A processing method is described which leads to very dense one-device FET memory cells having the following main features: Polysilicon-gate FET with conventional micron/submicron deep source diffusion on one side of the gate and several microns deep drain diffusion on the other side of the gate.

Source and drain are self-aligned with respect to the gate, the deep drain having alignment-independent dimensions at the same time.

To the extent that further conventional polysilicon-gate FETs with both source and drain of micron/submicron depth are required on typical memory chips for inclusion in peripheral circuitry, the proposed processing method facilitates the same.

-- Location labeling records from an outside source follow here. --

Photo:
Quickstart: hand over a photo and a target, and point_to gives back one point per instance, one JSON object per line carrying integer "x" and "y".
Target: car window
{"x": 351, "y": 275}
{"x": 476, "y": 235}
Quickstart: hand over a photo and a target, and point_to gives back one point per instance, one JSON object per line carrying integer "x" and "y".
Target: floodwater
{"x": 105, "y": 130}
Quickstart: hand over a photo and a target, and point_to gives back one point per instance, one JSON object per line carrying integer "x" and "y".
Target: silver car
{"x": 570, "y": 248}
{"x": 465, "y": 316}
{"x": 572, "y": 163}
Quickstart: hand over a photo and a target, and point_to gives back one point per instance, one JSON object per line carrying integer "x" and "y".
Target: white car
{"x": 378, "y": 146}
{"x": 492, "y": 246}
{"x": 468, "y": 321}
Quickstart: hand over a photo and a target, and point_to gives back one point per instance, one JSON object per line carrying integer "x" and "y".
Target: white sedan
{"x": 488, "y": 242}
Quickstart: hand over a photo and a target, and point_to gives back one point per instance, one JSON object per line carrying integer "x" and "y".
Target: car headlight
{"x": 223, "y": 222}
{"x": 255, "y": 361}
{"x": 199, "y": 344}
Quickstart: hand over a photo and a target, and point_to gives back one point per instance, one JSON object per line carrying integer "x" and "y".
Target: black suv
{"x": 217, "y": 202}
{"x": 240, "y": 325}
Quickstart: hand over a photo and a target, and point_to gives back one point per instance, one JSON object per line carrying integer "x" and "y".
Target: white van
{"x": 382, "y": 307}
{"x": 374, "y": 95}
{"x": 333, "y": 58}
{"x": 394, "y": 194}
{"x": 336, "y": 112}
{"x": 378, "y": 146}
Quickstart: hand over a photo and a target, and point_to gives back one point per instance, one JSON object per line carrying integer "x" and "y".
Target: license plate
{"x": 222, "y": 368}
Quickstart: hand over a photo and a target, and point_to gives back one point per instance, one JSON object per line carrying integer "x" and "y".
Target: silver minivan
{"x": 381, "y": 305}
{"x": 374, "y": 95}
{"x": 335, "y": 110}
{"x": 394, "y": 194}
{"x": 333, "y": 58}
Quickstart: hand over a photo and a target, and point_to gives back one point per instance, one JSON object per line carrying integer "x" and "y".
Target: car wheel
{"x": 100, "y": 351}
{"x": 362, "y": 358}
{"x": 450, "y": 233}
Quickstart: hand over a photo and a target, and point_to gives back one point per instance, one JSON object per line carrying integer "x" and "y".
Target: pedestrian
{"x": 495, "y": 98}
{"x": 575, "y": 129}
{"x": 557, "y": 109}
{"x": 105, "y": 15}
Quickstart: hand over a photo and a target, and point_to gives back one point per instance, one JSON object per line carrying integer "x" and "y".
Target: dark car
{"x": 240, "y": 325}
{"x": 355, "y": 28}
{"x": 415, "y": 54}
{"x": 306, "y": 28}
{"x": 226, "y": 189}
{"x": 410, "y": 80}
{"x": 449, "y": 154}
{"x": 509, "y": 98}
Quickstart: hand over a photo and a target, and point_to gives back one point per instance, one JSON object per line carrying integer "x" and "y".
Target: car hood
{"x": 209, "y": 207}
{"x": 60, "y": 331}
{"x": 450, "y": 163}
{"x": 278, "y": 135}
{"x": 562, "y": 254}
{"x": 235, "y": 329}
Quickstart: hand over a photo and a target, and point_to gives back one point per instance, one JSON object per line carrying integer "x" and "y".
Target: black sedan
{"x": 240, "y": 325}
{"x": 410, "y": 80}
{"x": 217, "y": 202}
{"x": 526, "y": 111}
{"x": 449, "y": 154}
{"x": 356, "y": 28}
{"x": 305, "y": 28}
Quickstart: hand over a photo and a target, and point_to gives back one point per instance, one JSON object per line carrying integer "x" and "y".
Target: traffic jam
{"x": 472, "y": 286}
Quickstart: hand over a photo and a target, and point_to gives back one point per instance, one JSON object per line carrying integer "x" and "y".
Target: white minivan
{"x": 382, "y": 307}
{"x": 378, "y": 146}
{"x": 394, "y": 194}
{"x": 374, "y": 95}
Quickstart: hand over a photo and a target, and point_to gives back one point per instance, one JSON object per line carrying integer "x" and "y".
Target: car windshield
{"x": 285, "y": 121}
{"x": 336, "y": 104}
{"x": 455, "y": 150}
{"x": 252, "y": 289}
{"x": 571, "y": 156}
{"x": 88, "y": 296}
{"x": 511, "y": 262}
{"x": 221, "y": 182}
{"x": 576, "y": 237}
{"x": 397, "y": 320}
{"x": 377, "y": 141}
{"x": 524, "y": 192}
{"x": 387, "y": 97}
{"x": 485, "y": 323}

A preferable processing method is the following:
1. Start with P- type substrate 2. In a conventional way, form thick field SiO regions 6, preferably of the "recessed" type, with "channel-stopping" P regions 4 beneath them.
2. Form thin gate oxide 8 and, as a preferred option, selectively etch portions of it.
3. Deposit a typical, submicron thick layer of polysilicon (POLY) 10; using photoresist mask 12, form patterns in the polysilicon 10, preferably using reactive ion etching (RIE). Fig. 1 essentially illustrates the resulting cross-section of the one-device FET cell at this stage. Then, preferably by RIE, etch exposed portions of thin SiO(2) 8.
4. Retaining photoresist 12, form patterned photoresist 14 through conventional photoresist coating, masked exposure and photoresist development.
5. With photoresist 12, 14 as mask, etch several microns deep "wells" 16 in silicon, as shown in Fig. 2. As an option, the thick SiO 6 may also serve as a partial mask during well etching. Etching these wells is typically done by RIE in a reactor using CCl(2), HCl and nitrogen. 6. Remove photoresist, and diffuse an N dopant in the exposed silicon and polysilicon, forming doping regions 18 as show...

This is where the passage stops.